Writing in the Boston Review, political science professor Peter Dreier also criticizes DiAngelo's interpretation of the Jackie Robinson story. "Contrary to DiAngelo's retelling," Dreier writes, "Robinson's success did not render 'whites, white privilege, and racist institutions invisible.'" He further writes that "In White Fragility DiAngelo examines racism as a web of deeply-ingrained attitudes rather than as a system of power—what is often called institutional or systemic racism. Perhaps this is because discussing the redistribution of power, wealth, and income might not sit comfortably with DiAngelo's corporate clients."
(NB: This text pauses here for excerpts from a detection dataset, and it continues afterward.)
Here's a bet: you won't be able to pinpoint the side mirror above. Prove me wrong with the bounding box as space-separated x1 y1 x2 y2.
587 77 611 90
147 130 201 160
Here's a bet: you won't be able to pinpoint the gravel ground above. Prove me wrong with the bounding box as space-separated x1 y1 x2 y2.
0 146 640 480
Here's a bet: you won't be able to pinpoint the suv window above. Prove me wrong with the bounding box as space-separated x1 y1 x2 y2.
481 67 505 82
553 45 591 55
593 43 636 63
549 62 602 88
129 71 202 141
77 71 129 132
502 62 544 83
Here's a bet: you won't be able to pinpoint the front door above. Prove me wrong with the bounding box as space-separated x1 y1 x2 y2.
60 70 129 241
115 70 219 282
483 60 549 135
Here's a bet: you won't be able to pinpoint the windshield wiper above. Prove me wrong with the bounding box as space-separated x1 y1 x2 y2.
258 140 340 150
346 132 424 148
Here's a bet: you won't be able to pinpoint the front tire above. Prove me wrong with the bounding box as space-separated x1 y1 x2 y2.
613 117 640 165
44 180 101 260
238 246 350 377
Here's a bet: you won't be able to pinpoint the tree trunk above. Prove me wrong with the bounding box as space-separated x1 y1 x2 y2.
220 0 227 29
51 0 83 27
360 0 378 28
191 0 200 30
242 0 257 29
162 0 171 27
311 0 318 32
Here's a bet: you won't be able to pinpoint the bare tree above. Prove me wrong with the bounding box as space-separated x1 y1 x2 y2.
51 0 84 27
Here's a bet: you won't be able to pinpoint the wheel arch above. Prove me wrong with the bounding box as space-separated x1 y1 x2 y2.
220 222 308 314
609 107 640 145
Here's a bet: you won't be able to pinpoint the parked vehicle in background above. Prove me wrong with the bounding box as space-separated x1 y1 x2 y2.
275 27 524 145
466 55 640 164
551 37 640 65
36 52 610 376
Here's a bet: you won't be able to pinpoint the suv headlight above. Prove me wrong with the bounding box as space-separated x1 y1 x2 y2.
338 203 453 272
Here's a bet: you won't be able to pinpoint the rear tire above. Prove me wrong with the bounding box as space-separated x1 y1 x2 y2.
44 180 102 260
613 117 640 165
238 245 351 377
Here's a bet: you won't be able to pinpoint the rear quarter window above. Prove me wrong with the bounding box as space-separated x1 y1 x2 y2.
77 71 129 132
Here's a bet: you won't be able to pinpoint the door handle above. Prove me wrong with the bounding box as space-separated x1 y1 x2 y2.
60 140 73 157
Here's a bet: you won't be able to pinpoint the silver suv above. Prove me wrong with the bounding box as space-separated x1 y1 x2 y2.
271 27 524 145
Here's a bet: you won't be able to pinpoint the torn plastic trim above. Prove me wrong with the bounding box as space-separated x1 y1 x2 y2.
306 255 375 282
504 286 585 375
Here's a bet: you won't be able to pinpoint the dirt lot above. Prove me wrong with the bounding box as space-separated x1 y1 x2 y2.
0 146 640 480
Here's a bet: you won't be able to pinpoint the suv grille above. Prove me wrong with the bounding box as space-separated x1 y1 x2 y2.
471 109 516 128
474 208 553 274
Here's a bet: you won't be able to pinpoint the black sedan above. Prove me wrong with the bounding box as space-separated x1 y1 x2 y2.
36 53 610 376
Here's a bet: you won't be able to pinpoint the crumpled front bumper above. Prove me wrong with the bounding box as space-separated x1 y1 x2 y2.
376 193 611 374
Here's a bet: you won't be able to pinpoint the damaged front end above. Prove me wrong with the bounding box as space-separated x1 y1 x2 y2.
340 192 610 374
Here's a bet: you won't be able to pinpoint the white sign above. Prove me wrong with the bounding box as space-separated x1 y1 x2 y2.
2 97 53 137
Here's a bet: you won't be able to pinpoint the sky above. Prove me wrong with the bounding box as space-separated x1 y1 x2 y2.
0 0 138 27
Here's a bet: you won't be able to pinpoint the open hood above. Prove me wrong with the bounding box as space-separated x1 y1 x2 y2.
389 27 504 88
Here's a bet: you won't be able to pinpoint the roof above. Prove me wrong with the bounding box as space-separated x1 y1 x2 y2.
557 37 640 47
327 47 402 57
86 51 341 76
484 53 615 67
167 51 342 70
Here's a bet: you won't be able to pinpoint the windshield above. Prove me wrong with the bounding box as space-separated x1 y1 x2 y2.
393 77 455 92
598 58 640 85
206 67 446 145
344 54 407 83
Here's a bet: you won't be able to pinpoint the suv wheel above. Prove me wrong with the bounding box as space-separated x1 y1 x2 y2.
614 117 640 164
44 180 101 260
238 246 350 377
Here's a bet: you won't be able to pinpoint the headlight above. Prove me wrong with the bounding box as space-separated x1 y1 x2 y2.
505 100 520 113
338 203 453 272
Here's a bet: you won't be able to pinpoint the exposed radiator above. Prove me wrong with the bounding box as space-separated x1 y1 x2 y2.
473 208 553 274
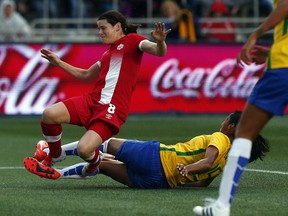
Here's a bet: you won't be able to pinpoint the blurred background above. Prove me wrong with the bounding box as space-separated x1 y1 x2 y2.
0 0 273 115
0 0 273 43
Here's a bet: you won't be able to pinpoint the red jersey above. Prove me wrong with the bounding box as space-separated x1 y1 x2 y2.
89 33 146 121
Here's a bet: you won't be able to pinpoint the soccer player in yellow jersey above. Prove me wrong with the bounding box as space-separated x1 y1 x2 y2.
193 0 288 216
25 111 269 188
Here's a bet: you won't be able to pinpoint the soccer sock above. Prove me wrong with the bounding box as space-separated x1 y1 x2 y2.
40 121 62 158
98 138 111 153
84 148 101 168
217 138 252 207
57 162 100 179
62 141 79 156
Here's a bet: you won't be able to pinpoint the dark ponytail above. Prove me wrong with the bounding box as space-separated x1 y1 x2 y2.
98 10 141 35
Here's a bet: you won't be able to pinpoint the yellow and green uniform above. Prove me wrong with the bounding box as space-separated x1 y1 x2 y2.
266 0 288 70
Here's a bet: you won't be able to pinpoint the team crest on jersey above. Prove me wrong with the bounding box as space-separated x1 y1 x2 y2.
117 44 124 50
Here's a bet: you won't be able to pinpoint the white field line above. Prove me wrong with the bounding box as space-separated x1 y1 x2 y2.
245 169 288 175
0 166 288 175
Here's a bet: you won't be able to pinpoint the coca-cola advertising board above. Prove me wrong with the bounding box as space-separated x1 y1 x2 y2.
0 44 264 115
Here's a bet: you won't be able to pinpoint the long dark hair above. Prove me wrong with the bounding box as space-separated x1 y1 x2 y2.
98 10 141 35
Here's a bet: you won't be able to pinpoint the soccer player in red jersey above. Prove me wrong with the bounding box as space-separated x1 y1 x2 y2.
24 11 171 176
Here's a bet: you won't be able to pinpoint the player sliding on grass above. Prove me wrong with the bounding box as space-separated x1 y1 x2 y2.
25 11 171 176
24 111 269 188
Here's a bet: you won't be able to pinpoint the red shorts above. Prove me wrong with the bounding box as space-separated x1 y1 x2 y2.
62 95 125 141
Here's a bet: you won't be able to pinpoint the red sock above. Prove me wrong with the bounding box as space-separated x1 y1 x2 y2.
85 148 100 166
40 121 62 158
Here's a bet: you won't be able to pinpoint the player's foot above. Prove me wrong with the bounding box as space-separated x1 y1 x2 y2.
57 162 99 179
42 150 66 167
193 201 230 216
24 157 61 179
82 151 104 177
33 140 48 162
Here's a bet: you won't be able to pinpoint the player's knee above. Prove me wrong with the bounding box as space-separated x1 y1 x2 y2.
77 145 95 160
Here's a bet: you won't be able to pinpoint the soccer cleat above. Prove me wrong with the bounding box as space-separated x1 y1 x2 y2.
57 162 99 179
42 151 66 166
82 151 104 177
33 140 48 162
193 201 230 216
24 157 61 179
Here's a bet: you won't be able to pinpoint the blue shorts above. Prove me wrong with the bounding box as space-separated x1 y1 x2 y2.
248 68 288 115
115 140 171 189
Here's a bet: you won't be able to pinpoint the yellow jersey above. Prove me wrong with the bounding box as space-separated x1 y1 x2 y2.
160 132 231 188
266 0 288 69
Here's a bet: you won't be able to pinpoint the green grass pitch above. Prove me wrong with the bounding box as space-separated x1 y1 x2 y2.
0 115 288 216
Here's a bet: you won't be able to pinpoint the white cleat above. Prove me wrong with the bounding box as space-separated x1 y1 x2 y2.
193 201 230 216
55 162 98 179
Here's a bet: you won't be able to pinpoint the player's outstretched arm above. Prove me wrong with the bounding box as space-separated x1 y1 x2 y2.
141 22 171 56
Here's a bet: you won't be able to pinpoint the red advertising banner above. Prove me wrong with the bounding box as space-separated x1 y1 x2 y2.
0 44 264 115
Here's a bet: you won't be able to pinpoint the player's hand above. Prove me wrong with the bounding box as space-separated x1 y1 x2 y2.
176 164 189 177
40 49 61 66
237 34 257 67
151 22 171 42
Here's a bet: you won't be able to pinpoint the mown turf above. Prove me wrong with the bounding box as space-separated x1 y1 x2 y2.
0 115 288 216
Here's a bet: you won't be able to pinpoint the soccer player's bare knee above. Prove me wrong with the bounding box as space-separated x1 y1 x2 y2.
42 107 59 124
77 143 95 159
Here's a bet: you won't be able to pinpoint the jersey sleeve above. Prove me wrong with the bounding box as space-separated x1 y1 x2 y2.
208 132 231 162
129 33 148 51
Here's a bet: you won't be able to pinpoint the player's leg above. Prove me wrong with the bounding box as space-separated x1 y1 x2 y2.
99 160 134 187
78 120 116 176
193 104 273 216
41 102 70 166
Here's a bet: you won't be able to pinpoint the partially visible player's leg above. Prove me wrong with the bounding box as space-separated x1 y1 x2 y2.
41 102 70 166
193 104 272 216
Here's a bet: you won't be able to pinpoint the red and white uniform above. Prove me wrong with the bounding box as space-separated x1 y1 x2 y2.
64 33 146 136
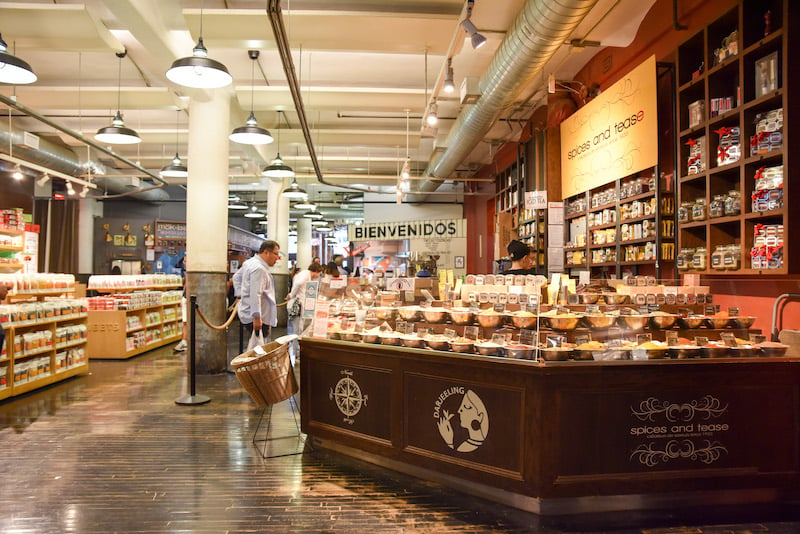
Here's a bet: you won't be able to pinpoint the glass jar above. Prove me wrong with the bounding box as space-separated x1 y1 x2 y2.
675 248 694 271
692 247 708 271
708 195 726 219
725 189 742 216
692 198 707 221
678 200 694 222
711 245 727 271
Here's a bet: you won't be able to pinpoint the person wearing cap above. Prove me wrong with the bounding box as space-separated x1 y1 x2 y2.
237 240 281 342
503 239 536 274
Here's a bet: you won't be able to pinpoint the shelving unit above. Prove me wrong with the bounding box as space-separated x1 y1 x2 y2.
564 167 675 278
676 0 800 275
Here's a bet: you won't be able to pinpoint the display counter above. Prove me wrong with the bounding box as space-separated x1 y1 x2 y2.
300 338 800 514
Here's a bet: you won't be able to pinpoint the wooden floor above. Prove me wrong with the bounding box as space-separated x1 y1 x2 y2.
0 332 800 534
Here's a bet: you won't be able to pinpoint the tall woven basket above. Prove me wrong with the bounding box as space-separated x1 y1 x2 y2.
231 341 298 407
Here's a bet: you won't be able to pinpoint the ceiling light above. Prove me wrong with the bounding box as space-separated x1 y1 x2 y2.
228 50 273 145
425 100 439 126
292 200 317 210
94 51 142 145
281 178 308 200
159 108 189 178
167 4 233 89
0 35 37 85
444 57 456 93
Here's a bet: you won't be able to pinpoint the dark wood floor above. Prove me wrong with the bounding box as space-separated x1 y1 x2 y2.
0 330 800 534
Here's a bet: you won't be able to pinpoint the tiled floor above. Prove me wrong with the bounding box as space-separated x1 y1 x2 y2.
0 332 800 534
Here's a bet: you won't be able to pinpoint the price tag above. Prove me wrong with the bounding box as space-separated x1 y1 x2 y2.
719 332 736 347
464 326 478 341
492 334 506 345
667 331 680 347
519 329 535 345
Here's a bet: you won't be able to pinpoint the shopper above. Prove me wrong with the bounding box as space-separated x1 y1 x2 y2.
237 240 281 342
503 239 536 274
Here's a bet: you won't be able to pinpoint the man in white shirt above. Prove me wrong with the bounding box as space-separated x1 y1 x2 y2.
234 240 281 341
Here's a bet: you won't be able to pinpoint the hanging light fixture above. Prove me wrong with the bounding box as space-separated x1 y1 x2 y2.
461 0 486 49
0 34 38 85
94 50 142 145
443 57 456 93
228 50 273 145
167 3 233 89
159 109 189 178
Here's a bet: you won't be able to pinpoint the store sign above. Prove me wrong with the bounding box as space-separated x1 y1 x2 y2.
561 56 658 198
347 219 467 241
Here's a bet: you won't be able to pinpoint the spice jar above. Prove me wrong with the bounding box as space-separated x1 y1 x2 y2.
708 195 725 219
678 200 694 222
711 245 727 271
725 189 742 216
692 198 706 221
692 247 708 271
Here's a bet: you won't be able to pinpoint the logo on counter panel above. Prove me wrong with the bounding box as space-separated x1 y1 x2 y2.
433 386 489 452
630 395 730 467
328 369 368 425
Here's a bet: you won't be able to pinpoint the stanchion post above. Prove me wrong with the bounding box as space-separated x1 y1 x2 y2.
175 295 211 406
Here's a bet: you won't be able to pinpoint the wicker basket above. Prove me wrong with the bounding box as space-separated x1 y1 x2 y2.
231 341 298 407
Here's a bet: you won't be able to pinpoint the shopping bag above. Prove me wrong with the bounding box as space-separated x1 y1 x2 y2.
247 329 264 350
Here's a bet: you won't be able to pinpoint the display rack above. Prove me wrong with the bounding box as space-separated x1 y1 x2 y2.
676 0 800 275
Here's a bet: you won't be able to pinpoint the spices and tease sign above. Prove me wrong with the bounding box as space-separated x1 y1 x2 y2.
561 56 658 198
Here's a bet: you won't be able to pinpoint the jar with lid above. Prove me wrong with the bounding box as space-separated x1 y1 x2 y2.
692 198 707 221
692 247 708 271
675 248 694 271
725 189 742 216
708 195 725 219
711 245 727 271
678 200 694 222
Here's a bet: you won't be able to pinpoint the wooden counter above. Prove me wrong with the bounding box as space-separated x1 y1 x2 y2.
300 338 800 514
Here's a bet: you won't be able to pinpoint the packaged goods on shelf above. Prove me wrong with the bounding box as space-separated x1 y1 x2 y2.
750 108 783 156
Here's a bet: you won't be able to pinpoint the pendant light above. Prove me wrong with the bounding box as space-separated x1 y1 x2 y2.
261 110 296 180
94 50 142 145
167 4 233 89
0 34 38 85
228 50 273 145
159 108 189 178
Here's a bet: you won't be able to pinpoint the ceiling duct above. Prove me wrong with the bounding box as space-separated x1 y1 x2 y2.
407 0 597 202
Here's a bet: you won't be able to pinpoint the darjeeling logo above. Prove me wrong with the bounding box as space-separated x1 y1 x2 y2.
433 386 489 452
White Fragility was criticized by Alan Sokal on epistemological grounds in an article in the Journal of Philosophy of Education. In it, he criticizes DiAngelo among other things for employing logical fallacies, such as bulverisms and kafkatraps, and concludes that what DiAngelo presents as "established truths" should instead be presented as "conjectures": "DiAngelo rightly urges white people to be humble when reflecting upon their own racial views; it is unfortunate that she fails to apply the same humility when considering her own theories."

Douglas Murray criticized the main contention of the book: that not only were all white people racist, but that white people who objected to being called racist were simply providing further evidence of their racism. "Meaning that the best thing to do in any given situation is for a person to save time and confess to being a racist."